Russia, like Iran, has periodically sought to challenge the United States through partnerships with anti-U.S. regimes. Even as its sustained invasion of Ukraine has weakened its ability to project power into the Western Hemisphere, Russia has played a dangerous niche role in the information warfare space in Latin America, collaborating with friends such as Cuba and Venezuela in using traditional and social media to send messages that undermine pro-Western democracies. If Russia-NATO tensions escalate over Ukraine, it could leverage anti-U.S. partners in the Western hemisphere to threaten the U.S. from the region.

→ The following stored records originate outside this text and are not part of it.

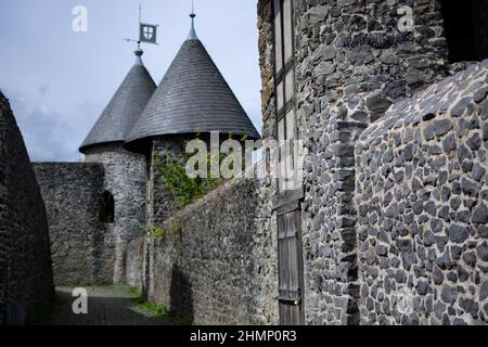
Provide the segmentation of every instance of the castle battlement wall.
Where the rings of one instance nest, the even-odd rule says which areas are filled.
[[[115,234],[100,220],[103,165],[34,163],[33,167],[48,211],[54,283],[113,283]]]
[[[0,92],[0,324],[22,324],[53,294],[44,205],[21,131]]]
[[[394,104],[356,150],[363,324],[488,322],[488,60]]]

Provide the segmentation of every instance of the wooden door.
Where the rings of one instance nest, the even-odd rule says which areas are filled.
[[[297,204],[278,210],[280,324],[304,324],[301,216]]]

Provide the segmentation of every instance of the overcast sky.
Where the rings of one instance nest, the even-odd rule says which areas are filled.
[[[191,0],[1,0],[0,89],[35,162],[78,160],[78,147],[130,69],[139,3],[158,24],[144,63],[156,83],[190,30]],[[74,7],[88,10],[75,33]],[[195,0],[196,33],[261,129],[256,0]]]

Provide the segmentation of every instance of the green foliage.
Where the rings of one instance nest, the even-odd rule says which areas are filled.
[[[143,310],[153,313],[155,317],[166,320],[175,325],[192,325],[193,322],[188,318],[177,317],[167,307],[162,305],[156,305],[154,303],[144,300],[139,294],[137,288],[131,287],[129,290],[130,295],[133,297],[133,301],[138,304]]]
[[[196,138],[200,138],[200,132],[196,133]],[[233,136],[232,133],[230,133],[229,139],[232,138]],[[247,136],[244,136],[242,137],[241,142],[244,143],[246,140]],[[209,172],[209,178],[206,179],[202,179],[200,177],[192,179],[188,177],[185,170],[185,163],[190,159],[190,155],[188,154],[182,154],[179,157],[175,158],[170,155],[169,152],[166,152],[164,153],[164,155],[162,155],[156,151],[154,152],[153,157],[156,170],[162,176],[163,182],[166,184],[166,188],[176,195],[176,205],[184,207],[204,196],[224,181],[221,178],[211,178],[220,177],[220,172],[216,172],[215,169],[210,166],[210,163],[215,163],[218,160],[220,169],[222,160],[227,157],[232,158],[233,155],[234,153],[216,154],[208,152],[207,172]],[[233,167],[231,166],[230,169],[233,170]]]

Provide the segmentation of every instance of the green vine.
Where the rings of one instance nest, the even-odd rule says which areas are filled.
[[[229,134],[229,139],[232,139],[232,134]],[[243,137],[241,142],[244,142],[246,139],[246,136]],[[201,198],[226,181],[222,178],[211,178],[220,177],[220,175],[219,172],[213,171],[210,163],[218,160],[220,166],[223,159],[232,158],[234,153],[214,154],[209,152],[207,155],[207,169],[210,174],[210,178],[202,179],[200,177],[188,177],[185,163],[190,159],[190,155],[181,154],[180,156],[175,157],[168,151],[166,151],[163,155],[157,151],[153,153],[156,171],[160,175],[166,188],[170,192],[175,193],[175,204],[177,206],[184,207],[194,203],[196,200]],[[233,170],[232,166],[230,167],[230,170]]]

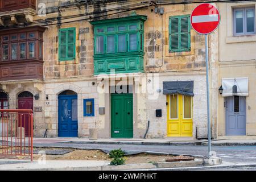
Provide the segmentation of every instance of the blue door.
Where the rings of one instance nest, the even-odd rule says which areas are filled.
[[[59,136],[77,137],[77,96],[59,96]]]
[[[246,97],[226,97],[226,135],[245,135],[246,127]]]

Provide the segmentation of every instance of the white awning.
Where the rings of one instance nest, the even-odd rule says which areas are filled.
[[[233,96],[248,96],[248,78],[222,78],[222,85],[223,88],[222,97]],[[236,87],[234,92],[233,87]]]

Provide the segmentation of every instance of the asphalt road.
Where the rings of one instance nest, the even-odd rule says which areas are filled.
[[[101,149],[110,150],[122,148],[123,150],[167,152],[180,155],[207,156],[207,146],[147,146],[131,144],[101,144],[87,143],[35,143],[35,147],[70,147],[80,149]],[[256,146],[212,146],[217,156],[222,161],[235,163],[256,164]]]

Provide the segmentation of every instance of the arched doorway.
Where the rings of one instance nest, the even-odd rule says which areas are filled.
[[[4,91],[0,91],[0,109],[8,109],[8,94]],[[2,113],[0,113],[0,117]]]
[[[31,92],[24,91],[18,96],[18,109],[31,109],[33,110],[33,94]],[[28,115],[24,115],[24,118],[22,118],[21,119],[22,121],[20,122],[25,129],[25,135],[27,136],[30,134]]]
[[[77,94],[70,90],[59,94],[59,137],[77,137]]]

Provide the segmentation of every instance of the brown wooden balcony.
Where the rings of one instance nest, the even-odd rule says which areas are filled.
[[[0,13],[27,8],[36,9],[36,0],[0,0]]]
[[[32,23],[36,5],[36,0],[0,0],[0,26]]]
[[[0,81],[43,79],[45,28],[0,30]]]
[[[2,61],[0,63],[0,81],[43,80],[43,61],[23,60]]]

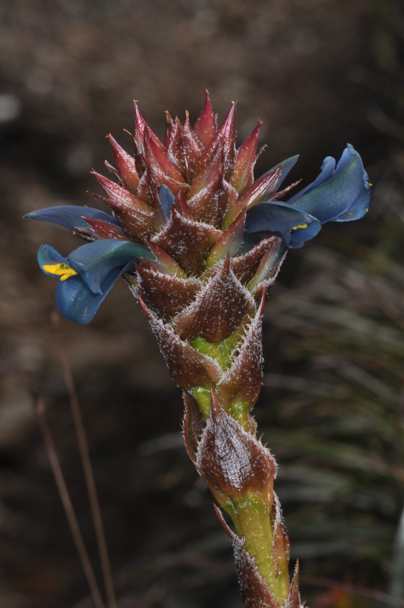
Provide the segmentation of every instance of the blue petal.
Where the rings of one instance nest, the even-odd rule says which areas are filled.
[[[296,164],[298,159],[299,158],[299,154],[296,154],[295,156],[291,156],[290,158],[287,158],[285,161],[282,161],[282,162],[278,162],[277,165],[275,165],[269,171],[266,171],[263,174],[267,175],[270,173],[271,171],[274,171],[275,169],[277,168],[279,165],[282,165],[282,169],[280,170],[280,176],[278,180],[277,184],[277,187],[280,185],[284,179],[288,174],[291,168]]]
[[[69,266],[68,261],[50,245],[41,245],[38,252],[38,262],[41,269],[49,277],[57,276],[54,272],[48,272],[44,270],[44,266],[52,266],[54,264],[65,264]]]
[[[316,188],[317,186],[319,186],[321,184],[322,184],[322,182],[325,182],[326,179],[328,179],[332,175],[334,174],[335,173],[335,159],[333,158],[332,156],[326,156],[322,161],[321,170],[321,173],[313,182],[312,182],[312,183],[309,184],[308,186],[304,188],[302,190],[301,190],[300,192],[298,192],[294,196],[292,196],[291,198],[289,199],[288,202],[290,205],[291,205],[294,201],[296,201],[298,198],[300,198],[301,196],[302,196],[306,192],[310,192],[310,190]]]
[[[350,207],[349,210],[336,218],[336,222],[350,222],[353,219],[360,219],[366,215],[369,210],[371,202],[371,187],[368,183],[365,184],[363,192],[355,204]]]
[[[166,218],[169,218],[171,215],[171,206],[174,202],[175,196],[172,193],[169,188],[164,184],[160,186],[159,190],[159,201],[164,212]]]
[[[82,216],[86,218],[94,218],[95,219],[103,219],[110,224],[119,226],[119,222],[112,215],[105,213],[103,211],[99,211],[92,207],[77,207],[73,205],[62,205],[60,207],[49,207],[46,209],[38,209],[38,211],[32,211],[24,217],[26,219],[38,219],[41,222],[52,222],[58,224],[72,230],[77,228],[88,228],[88,224]]]
[[[56,303],[60,312],[70,321],[82,325],[89,323],[120,274],[119,269],[110,273],[103,283],[101,294],[94,294],[79,274],[59,281]]]
[[[319,221],[312,215],[285,202],[268,201],[260,202],[248,210],[245,233],[265,230],[279,232],[288,247],[298,247],[313,238],[321,227]]]
[[[143,245],[110,238],[79,247],[68,256],[68,263],[82,276],[93,293],[102,294],[103,282],[110,273],[119,269],[119,276],[132,268],[139,256],[155,259],[150,250]]]
[[[333,159],[327,157],[317,179],[288,201],[314,215],[321,224],[336,219],[344,221],[344,218],[357,219],[369,207],[364,193],[364,188],[369,192],[367,174],[358,153],[348,144],[335,172],[334,163]],[[348,215],[351,210],[355,210],[355,218]]]

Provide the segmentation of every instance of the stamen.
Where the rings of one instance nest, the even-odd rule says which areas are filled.
[[[67,264],[45,264],[42,268],[46,272],[60,277],[61,281],[65,281],[69,277],[74,277],[77,273]]]

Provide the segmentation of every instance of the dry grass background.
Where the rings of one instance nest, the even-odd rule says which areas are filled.
[[[389,13],[386,5],[365,0],[2,2],[0,608],[91,606],[32,414],[33,386],[46,391],[62,466],[96,556],[49,326],[55,283],[35,260],[42,243],[62,254],[80,243],[58,226],[21,216],[56,204],[94,204],[85,194],[97,192],[89,170],[102,171],[104,158],[111,160],[104,139],[109,132],[131,150],[122,130],[132,128],[133,98],[161,135],[163,111],[183,117],[187,109],[195,120],[205,88],[220,120],[237,100],[240,140],[259,118],[265,120],[268,147],[257,174],[298,153],[291,179],[308,183],[324,157],[338,157],[349,141],[375,178],[370,218],[326,229],[315,243],[289,257],[266,309],[270,375],[257,412],[262,429],[272,429],[268,440],[284,465],[279,493],[293,556],[302,559],[304,573],[336,578],[347,573],[357,582],[387,584],[403,497],[401,474],[379,461],[402,466],[394,408],[403,379],[403,155],[367,119],[369,108],[379,102],[388,109],[397,105],[391,96],[380,101],[391,74],[401,74],[388,35],[394,4]],[[380,84],[369,76],[373,69],[387,80]],[[2,119],[2,99],[14,108],[14,117],[7,119],[6,107]],[[398,269],[392,275],[386,271],[392,257]],[[369,280],[377,285],[371,289]],[[394,333],[390,326],[397,323]],[[120,608],[238,608],[226,537],[178,442],[179,392],[124,282],[88,326],[65,321],[63,327]],[[371,390],[369,396],[366,376],[361,384],[349,379],[349,365],[375,376],[391,401],[377,384],[379,393]],[[296,378],[309,384],[293,385]],[[393,413],[386,413],[386,402]],[[384,435],[375,408],[388,419]],[[307,452],[315,437],[317,452]],[[347,444],[361,449],[362,468],[352,469],[359,452],[350,460],[341,450],[340,460],[324,455],[331,441],[342,442],[343,452]],[[366,460],[377,460],[375,454],[375,469]],[[296,485],[302,477],[304,483]]]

The threats the U.S. faces in Latin America are real and pressing. They involve regimes—China, Russia, Iran—that undermine our interests in other regions of the world. What, then, should our response be?

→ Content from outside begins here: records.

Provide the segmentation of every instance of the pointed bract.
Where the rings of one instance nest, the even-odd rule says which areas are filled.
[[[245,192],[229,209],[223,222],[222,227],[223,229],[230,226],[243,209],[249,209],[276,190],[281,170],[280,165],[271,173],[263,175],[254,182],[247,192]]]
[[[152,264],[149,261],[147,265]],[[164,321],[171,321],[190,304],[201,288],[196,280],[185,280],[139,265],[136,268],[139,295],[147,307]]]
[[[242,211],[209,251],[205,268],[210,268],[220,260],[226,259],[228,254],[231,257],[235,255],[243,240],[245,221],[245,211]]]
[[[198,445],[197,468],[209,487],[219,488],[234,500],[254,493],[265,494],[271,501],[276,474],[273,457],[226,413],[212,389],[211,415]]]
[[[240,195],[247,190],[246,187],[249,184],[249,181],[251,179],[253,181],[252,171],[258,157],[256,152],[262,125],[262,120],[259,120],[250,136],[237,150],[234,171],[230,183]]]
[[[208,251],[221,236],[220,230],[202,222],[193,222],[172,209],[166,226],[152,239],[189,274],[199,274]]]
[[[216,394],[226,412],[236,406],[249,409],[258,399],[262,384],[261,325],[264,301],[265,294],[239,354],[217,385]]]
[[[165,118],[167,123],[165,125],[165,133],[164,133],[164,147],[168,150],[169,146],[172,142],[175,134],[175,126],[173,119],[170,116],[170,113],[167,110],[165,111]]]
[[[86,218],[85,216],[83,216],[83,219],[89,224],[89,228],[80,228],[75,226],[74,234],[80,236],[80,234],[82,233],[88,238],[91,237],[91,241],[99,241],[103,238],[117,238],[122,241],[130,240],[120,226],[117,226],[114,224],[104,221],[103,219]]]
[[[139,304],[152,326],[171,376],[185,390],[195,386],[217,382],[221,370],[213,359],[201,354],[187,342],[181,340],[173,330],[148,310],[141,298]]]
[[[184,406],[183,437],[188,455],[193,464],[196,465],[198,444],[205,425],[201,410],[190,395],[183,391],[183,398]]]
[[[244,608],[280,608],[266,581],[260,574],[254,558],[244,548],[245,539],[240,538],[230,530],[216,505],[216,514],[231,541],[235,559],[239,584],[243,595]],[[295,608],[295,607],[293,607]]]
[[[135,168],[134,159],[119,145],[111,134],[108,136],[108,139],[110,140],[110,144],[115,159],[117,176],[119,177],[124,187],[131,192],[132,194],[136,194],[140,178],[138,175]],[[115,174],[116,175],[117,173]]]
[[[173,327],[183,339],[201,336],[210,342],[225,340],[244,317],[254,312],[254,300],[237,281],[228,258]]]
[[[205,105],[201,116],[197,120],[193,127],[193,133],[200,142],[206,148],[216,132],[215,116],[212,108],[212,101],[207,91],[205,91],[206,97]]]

In the spirit of the original Monroe Doctrine, dialogue with the region over the activities of China, Russia, and Iran must convey a sense of solidarity in shared interests, not a U.S. imposition. The U.S. can do far more to help the region strengthen its institutions to best secure the opportunities and navigate the perils in dealing with these actors.
In shaping the region’s choices, the balance between U.S.-friendly democracies versus anti-U.S. populist regimes will become ever more important. One of the most important strategic steps the U.S. can take is to work with countries of the region through institutional strengthening, economic programs, and security cooperation, to help ensure that democracies succeed in producing results for their peoples. The U.S. should also redouble its efforts to educate regional partners about the perils of Russian information operations, Iranian surrogate terrorist networks and other threats, and the seemingly non-threatening ways that Chinese commercial assets and relationships could be put to military use in time of war.
As the Monroe Doctrine turns 200, its continued success depends on Latin America’s choices, rather than its obedience. If Latin America stands in solidarity with the U.S. against the new generation of extra-hemispheric threats, it’ll be not because the U.S. demands it, but because the region recognizes that doing so is in its own self-interest.